要了一间上等客房,掌柜拿出登记簿,梦真填了三月二十五日,新科状元祝元卿,因醉酒住店。掌柜见了,就如天上掉下个凤凰一般,欣喜万分,命伙计好生伺候。伙计帮着梦真把祝元卿扶到房间,放在床上,脱靴解带。
待他退出去,梦真掇了张椅子,坐在床边,贪看状元郎的美色。
这神仙般的人物,即便共处一室,近在咫尺,仍觉遥不可及。梦真情不自禁伸手轻触他的面颊,指尖传来的温热却又如此真实。
若他愿意救金玉楣,希望便大多了。
祝元卿的小厮病了,今晚没有跟他出门。他和朋友在酒楼吃酒,朋友都烂醉如泥了,他还清醒,家离酒楼不远,自觉能走回去。不想走着走着,酒劲上来,便支撑不住了。
醒来时,天还没亮,桌上一盏灯火如豆,映照出椅上熟睡的人影。
他是谁?自己怎么会在这里?祝元卿想不起来了,轻手轻脚地下床,走到那人身边,定睛一看,竟是她!
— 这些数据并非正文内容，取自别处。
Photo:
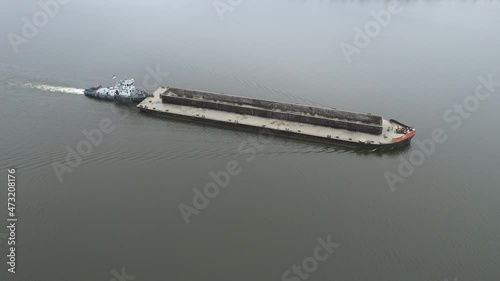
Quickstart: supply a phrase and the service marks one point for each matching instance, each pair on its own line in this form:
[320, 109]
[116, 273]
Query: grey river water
[115, 213]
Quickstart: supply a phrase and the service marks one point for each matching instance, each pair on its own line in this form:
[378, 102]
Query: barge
[300, 121]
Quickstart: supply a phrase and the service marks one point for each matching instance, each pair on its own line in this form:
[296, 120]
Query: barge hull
[391, 132]
[287, 134]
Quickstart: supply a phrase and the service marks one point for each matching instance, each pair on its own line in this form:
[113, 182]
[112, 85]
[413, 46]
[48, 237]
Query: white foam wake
[57, 89]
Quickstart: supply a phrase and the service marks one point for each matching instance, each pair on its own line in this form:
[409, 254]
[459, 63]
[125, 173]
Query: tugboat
[123, 91]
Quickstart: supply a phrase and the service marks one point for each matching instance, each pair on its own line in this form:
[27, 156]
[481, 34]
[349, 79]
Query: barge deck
[320, 124]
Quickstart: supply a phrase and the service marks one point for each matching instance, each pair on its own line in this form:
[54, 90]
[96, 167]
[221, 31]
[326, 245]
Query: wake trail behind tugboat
[51, 88]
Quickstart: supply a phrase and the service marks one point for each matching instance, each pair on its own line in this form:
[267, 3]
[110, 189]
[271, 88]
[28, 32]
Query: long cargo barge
[294, 120]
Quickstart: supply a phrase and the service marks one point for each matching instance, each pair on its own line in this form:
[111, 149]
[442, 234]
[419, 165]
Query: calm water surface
[119, 208]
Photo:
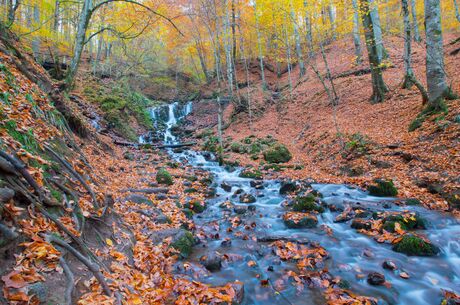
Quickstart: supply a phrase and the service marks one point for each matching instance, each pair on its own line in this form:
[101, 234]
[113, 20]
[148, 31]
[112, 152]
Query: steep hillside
[354, 142]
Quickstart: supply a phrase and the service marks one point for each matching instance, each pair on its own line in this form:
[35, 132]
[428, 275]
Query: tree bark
[298, 47]
[413, 8]
[356, 39]
[379, 88]
[435, 73]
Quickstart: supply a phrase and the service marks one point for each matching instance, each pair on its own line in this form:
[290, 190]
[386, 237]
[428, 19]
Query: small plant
[164, 177]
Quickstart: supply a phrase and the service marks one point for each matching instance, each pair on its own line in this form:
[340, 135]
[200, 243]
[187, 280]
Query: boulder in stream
[413, 245]
[295, 220]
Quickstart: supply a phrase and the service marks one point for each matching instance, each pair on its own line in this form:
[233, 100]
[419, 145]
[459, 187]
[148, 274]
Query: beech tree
[435, 71]
[379, 88]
祝元卿从懂事起,总做同一个梦,梦里清风凉月,银河浩渺,他与一少女泛舟河上。少女锦衣明艳,脸颊酡红,目光痴醉地望着他,忽然凑近,亲在他唇上。
他一把将她推下水,波光荡漾,她在水里吃吃地笑。
每次醒来,梦中的细节宛然在目,酷烈的酒香,亲吻的柔软,一切都真实得不可思议。他翻阅许多解梦的书,渐渐生出一个念头:这是一种预示,少女确有其人。
她或许在天涯,或许在海角,无论相隔多远,缘分终会将他们牵在一处。
终于在他最得意的一天,他见到了她,心中惊喜无以言表。虽然碍于场合,未能相认,但他深信还会再见的。果然,缘分又一次将她送到他面前。
她叫什么名字?哪里人氏?可曾梦见过他?他有太多疑问,犹豫再三,叫醒了她。
“小娘子,这是什么地方?”
梦真揉了揉眼,道:“客店,我送你来的,你感觉怎么样?要不要喝醒酒汤?”
祝元卿摇头道:“不用了,多谢你照顾我。我……没有冒犯你罢?”
他对自己的酒品是很有信心的,但遇上梦中人,就难说了。
梦真脸一红,道:“状元郎是谦谦君子,怎么会冒犯我呢?只是人心险恶,以后独自出门,莫要贪杯。”